The November Personal Consumption Expenditures index rose to 2.8%, reducing Federal Reserve rate cut odds. Third quarter GDP grew 4.4% annually, driven by private sector services including AI subscriptions, insurance, and financial services. Immigration policy threatens elder care workforce as 350,000 Haitians face temporary protected status termination.

Key Questions Answered

  • PCE Inflation Measurement: The Personal Consumption Expenditures index tracks broader price changes than CPI by incorporating substitution effects—when consumers switch from expensive beef to cheaper chicken. November data showed 2.8% inflation, with services, shelter, and food costs remaining elevated.
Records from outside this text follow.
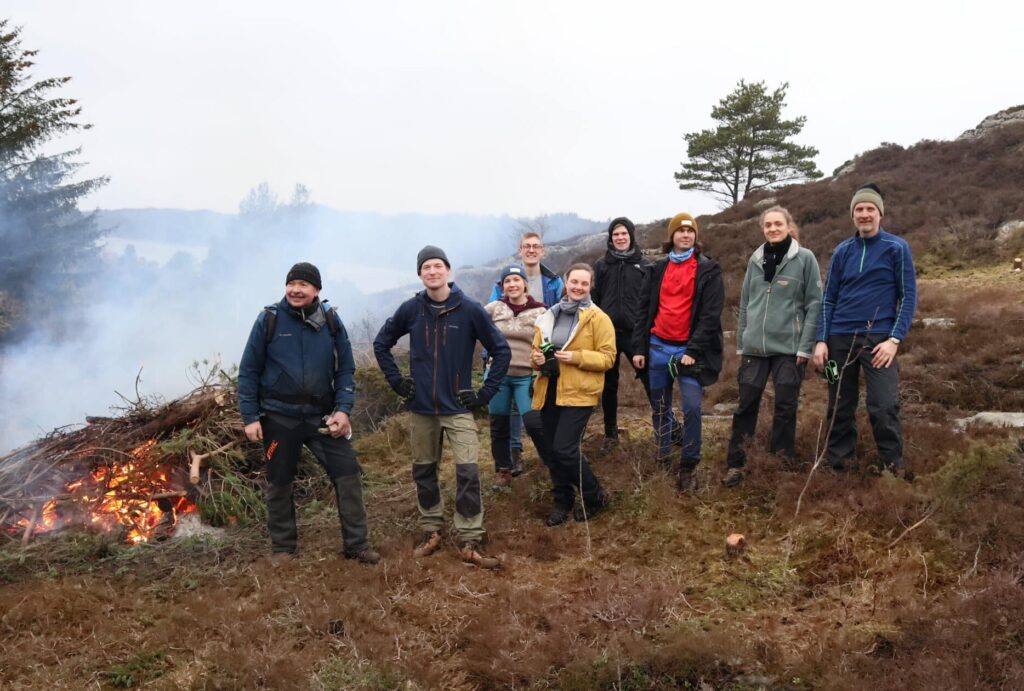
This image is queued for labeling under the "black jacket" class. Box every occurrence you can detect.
[633,254,725,386]
[590,218,650,334]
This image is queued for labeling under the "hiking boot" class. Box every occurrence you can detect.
[345,547,381,565]
[268,552,295,567]
[494,469,512,490]
[413,530,441,559]
[722,468,743,487]
[676,468,697,493]
[511,447,522,477]
[544,507,570,528]
[459,542,502,569]
[597,437,618,458]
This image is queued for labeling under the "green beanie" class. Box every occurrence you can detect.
[850,182,886,216]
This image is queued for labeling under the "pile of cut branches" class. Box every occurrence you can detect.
[0,383,263,544]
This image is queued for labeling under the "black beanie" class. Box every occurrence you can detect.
[416,245,452,275]
[608,216,637,245]
[285,261,324,291]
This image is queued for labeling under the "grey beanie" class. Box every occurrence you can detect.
[498,264,526,284]
[416,245,452,275]
[285,261,324,291]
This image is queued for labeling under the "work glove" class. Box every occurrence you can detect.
[456,389,483,411]
[394,377,416,400]
[669,355,701,379]
[540,341,558,379]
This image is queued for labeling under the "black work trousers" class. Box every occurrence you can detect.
[825,334,903,470]
[541,380,604,511]
[726,355,807,468]
[601,331,650,438]
[260,416,370,554]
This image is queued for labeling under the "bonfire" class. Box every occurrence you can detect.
[0,384,259,545]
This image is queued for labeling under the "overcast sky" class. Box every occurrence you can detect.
[0,0,1024,221]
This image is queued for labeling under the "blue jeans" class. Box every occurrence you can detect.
[483,370,534,449]
[487,375,534,418]
[647,336,703,468]
[487,375,546,470]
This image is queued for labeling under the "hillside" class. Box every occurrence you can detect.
[6,111,1024,691]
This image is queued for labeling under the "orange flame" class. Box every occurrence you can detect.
[17,439,196,544]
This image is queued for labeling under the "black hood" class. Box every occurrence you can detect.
[607,216,642,261]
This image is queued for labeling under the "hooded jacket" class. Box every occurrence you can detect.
[487,264,565,307]
[736,239,821,358]
[239,299,355,425]
[534,306,618,411]
[590,216,650,334]
[374,284,511,415]
[633,254,725,386]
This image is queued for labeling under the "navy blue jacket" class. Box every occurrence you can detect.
[817,229,918,341]
[374,284,512,415]
[239,299,355,425]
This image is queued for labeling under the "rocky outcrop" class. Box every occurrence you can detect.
[995,220,1024,247]
[956,411,1024,431]
[957,105,1024,139]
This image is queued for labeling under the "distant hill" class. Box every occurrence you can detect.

This flexibility makes PCE the Federal Reserve's preferred inflation gauge for monetary policy decisions.
  • AI Services Drive GDP Growth: Information services led third quarter GDP expansion as businesses and academics purchased ChatGPT and Claude subscriptions for data analysis and code writing. This shift from manual coding to AI-assisted work represents measurable economic activity. Economist Ishwar Prasad demonstrates this trend by using AI to analyze financial datasets, freeing time for higher-level analysis work.
  • Tech Spending Creates Systemic Risk: Big tech companies invested $400,000,000,000 in data centers during 2025, exceeding consumer spending. This circular investment pattern—Microsoft investing $13,000,000,000 in OpenAI, which reinvests in Microsoft cloud services—creates interconnected financial exposure. Meta sold $30,000,000,000 in bonds for data center construction, raising concerns about too-big-to-fail scenarios if AI payoffs disappoint.
  • Immigration Policy Impacts Elder Care: South Florida retirement facilities employ 70% foreign-born workers, with 26 Haitian employees at Sinai Residences facing work permit loss in February. These certified nursing assistants earn approximately $40,000 annually in high-touch roles. Facilities must raise wages across licensed nurses, CNAs, maintenance, and culinary positions to compete for shrinking labor supply as baby boomers age.
  • Tariff Effects on Packaging Costs: Steel and aluminum tariffs at 50% increase tin can costs for food manufacturers like McCormick, which switched Old Bay seasoning to vintage-style tin containers. Plastic packaging remains stable due to low oil prices and domestic production. Equipment replacement parts from overseas face tariff impacts, affecting long-term packaging factory operations and maintenance budgets.

Notable Moment

A 92-year-old retirement community resident expressed concern about 26 Haitian workers losing legal status, noting their irreplaceable empathy when his wife of 69 years died. The facility CEO acknowledged decade-long bonds between workers and residents cannot be replicated, as these employees held hands during final moments and celebrated life milestones together.